The State Water Project and the Bureau of Reclamation, which operates the Central Valley Project, have both announced reductions in water deliveries for the 2021 season south of the Sacramento-San Joaquin River Delta. They base their allocations on current reservoir storage, precipitation and the amount of moisture in snowpack in the Sierra Nevada.
The California Department of Water Resources, which operates the State Water Project, has reduced its initial allocation to 5% from the 10% announced in December 2020.
Initial allocations are based on conservative assumptions regarding hydrology and factors such as reservoir storage, according to a news release. Allocations are reviewed monthly and may change based on snowpack and runoff information. They are typically finalized by May.
The 5 % allocation amounts to 210,266 acre-feet of water, distributed among the 29 long-term SWP contractors who serve more than 27 million Californians and 750,000 acres of farmland.

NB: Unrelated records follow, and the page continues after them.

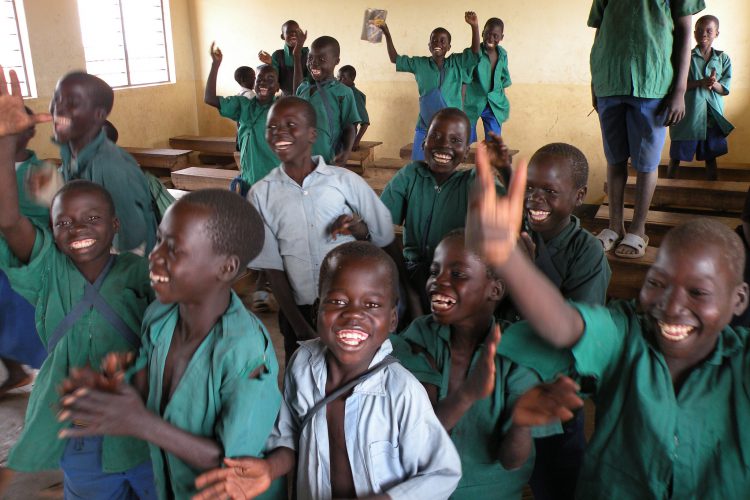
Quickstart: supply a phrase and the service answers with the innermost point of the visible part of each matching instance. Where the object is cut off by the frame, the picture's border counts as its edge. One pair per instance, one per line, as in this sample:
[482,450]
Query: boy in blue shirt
[439,78]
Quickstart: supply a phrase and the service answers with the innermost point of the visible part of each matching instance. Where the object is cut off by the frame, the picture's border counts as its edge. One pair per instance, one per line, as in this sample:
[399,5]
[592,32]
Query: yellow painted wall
[547,41]
[144,116]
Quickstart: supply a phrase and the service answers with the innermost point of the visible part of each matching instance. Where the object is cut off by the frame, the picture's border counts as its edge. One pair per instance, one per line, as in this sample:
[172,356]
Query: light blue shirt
[297,221]
[395,443]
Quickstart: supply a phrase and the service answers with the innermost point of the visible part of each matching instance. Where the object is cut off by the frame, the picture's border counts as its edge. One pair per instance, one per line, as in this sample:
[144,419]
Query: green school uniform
[256,156]
[344,110]
[703,106]
[479,432]
[53,285]
[632,53]
[427,210]
[219,396]
[489,88]
[104,163]
[647,437]
[360,99]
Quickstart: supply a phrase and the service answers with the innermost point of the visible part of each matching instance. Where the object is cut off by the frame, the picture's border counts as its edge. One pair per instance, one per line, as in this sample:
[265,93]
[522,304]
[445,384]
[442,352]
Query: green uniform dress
[104,163]
[485,88]
[219,397]
[631,54]
[53,285]
[256,156]
[479,432]
[649,439]
[343,109]
[703,106]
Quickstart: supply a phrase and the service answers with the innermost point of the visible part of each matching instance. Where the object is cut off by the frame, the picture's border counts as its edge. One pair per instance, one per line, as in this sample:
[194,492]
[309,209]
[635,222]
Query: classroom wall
[547,41]
[145,116]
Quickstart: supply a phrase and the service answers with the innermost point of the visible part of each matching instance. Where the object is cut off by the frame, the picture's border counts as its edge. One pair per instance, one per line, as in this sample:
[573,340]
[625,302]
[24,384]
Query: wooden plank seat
[194,178]
[657,223]
[724,196]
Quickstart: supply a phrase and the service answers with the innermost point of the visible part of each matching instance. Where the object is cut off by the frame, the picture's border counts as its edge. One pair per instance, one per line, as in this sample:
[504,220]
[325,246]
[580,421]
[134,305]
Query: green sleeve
[231,107]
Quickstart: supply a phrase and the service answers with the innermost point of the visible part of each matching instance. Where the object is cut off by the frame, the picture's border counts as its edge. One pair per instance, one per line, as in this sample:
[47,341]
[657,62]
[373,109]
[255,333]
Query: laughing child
[87,302]
[353,424]
[207,369]
[439,78]
[668,373]
[256,156]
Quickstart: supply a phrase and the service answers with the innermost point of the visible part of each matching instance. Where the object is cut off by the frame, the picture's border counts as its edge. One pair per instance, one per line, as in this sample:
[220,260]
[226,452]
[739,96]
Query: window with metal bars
[127,42]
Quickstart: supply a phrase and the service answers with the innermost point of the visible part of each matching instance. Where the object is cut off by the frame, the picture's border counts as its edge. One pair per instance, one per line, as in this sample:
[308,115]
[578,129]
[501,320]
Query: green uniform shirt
[479,432]
[360,98]
[256,156]
[106,164]
[632,53]
[53,285]
[703,106]
[344,109]
[647,438]
[488,88]
[219,397]
[427,211]
[457,67]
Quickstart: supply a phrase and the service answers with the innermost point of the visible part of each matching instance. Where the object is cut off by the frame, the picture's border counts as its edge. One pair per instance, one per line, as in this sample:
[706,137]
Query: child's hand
[481,380]
[547,403]
[493,223]
[265,57]
[242,478]
[13,116]
[216,55]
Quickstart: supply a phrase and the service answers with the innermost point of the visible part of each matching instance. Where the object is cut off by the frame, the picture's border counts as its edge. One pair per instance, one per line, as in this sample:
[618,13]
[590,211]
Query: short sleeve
[231,107]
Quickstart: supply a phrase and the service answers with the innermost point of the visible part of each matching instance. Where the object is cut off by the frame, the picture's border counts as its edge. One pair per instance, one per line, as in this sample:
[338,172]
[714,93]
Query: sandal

The State Water Resources Control Board also mailed early warning notices to about 40,000 water right holders urging them to plan for potential shortages by reducing water use and adopting practical conservation measures.
For information on current water conditions at the state’s largest reservoirs and weather stations, visit the California Data Exchange Center website.
Due to worsening hydrologic conditions, the bureau also updated its to the initial 2021 CVP water supply allocation.
Agricultural water service contractors’ south-of-Delta allocation of 5% of their contract supply will not be available for delivery until further notice, according to a bureau news release.
As the water year progresses, changes in hydrology and opportunities to deliver additional water will influence future allocation decisions. Water supply updates will be posted at https://www.usbr.gov/mp/cvp-water/index.html.
Northern California has about 51% of average precipitation for this time of year; statewide average snowpack levels are at 63% of average, according to bureau figures. Ongoing dry conditions will require the coordination of federal, state and local agencies.